DSSS - The design of evolution and the evolution of design: Binding molecules in biomedicine

The lecture will highlight designed binding proteins and concentrate on two application areas.
First, to enable in vivo production of therapeutic proteins, we have combined several protein engineering technologies to devise a new platform, termed SHielded, REtargeted ADenovirus (SHREAD). It is based on virus-like particles that are devoid of any viral genes, but contain 36 kb of DNA that can encode multiple genes and complex regulatory regions. To target particular cells and organs, an adapter strategy has been devised, based on the DARPin platform, to selectively target any surface receptor of interest. To hide the particles from the immune system and to minimize liver targeting, a protein shield was developed covering the particles.

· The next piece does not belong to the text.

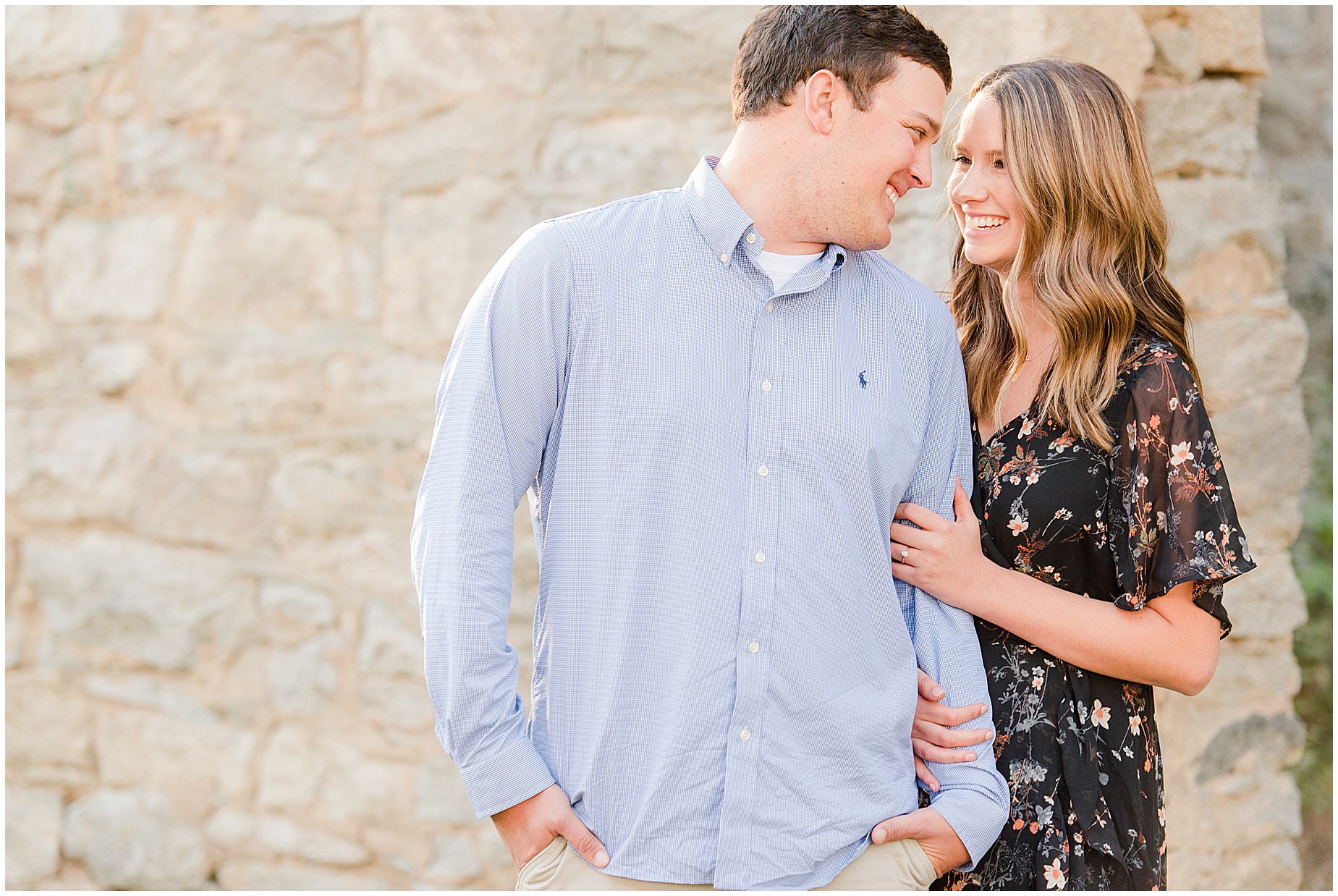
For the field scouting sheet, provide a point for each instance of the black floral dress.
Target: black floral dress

In vivo applications have included expressing therapeutic anti-tumor antibodies, therapeutic cytokines or bispecific T-cell engagers in situ, as well as infecting and reprogramming T-cells in vivo, and targeting of dendritic cells in lymph nodes to co-express cytokines there for highly efficient tumor vaccination.
Second, we challenge the paradigm of selection from large universal libraries to obtain binding proteins rapidly and efficiently - and we also challenge the paradigm of individually de novo designing each binder for each target. When it comes to linear epitopes, we found it possible to exploit the periodicity of peptide bonds and create a completely modular system, based on a binding protein design that shares the same periodicity, using Armadillo Repeat Proteins.
Using orthogonal approaches of design, selection, evolution, biophysical testing, and structure determination, significant progress has been reached toward the creation of a system of modular binding proteins that are modular and complementary to a given peptide sequence. We believe that this technology can provide a new paradigm of creating binding proteins for many challenges in biomedical research.